ABUJA (Reuters) – Nigeria’s government has approved auditors led by Ernst & Young to examine the finances of a government organisation set up in 2000 to develop the oil-rich but poor Niger Delta region, the minister for Niger Delta Affairs said on Wednesday.
Nigerian lawmakers this year launched an investigation into alleged financial mismanagement at the Niger Delta Development Commission (NDDC) over the last 20 years.
An audit of the body was ordered by President Muhammadu Buhari in October.
Godswill Akpabio, the minister for Niger Delta Affairs, said the appointment of a team of auditors was approved at a meeting of the ministerial cabinet on Wednesday. He said the auditors would examine projects approved by NDDC over the last 19 years.

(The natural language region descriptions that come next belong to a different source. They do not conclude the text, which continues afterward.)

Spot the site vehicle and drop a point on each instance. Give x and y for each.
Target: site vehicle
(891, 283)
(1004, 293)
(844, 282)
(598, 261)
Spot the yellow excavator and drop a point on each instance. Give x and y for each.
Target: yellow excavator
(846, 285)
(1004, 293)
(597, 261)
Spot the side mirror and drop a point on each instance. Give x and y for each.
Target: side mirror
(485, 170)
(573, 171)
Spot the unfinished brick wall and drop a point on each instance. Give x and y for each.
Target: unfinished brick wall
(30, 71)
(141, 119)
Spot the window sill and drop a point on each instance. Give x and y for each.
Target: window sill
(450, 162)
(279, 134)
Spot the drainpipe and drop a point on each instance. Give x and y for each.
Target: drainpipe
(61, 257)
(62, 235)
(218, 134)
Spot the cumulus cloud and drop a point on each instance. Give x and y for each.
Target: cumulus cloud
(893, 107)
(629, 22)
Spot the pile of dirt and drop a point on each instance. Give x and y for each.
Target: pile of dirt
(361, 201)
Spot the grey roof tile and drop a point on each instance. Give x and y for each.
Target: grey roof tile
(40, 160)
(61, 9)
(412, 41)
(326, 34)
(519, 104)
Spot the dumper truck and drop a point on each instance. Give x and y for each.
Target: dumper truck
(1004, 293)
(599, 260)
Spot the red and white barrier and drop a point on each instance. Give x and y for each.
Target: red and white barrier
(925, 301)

“Through this exercise, we will know the amount of monies that have gone into the region in the last 19 years and whether the value we have received so far are commensurate with the monies that have entered into NDDC,” he told reporters after the meeting.
Asked about the cost of the audit, Akpabio said Buhari last year approved around 2.5 billion naira ($6.57 million) to cover the cost of the exercise.
A spokesman for NDDC did not immediately respond to a phone call and text messages requesting a comment.
The Niger Delta remains impoverished despite providing most of the oil, the mainstay of the economy, produced in Africa’s biggest crude exporter. Locals have for decades complained of poverty, with anger at times spilling over into attacks on energy facilities.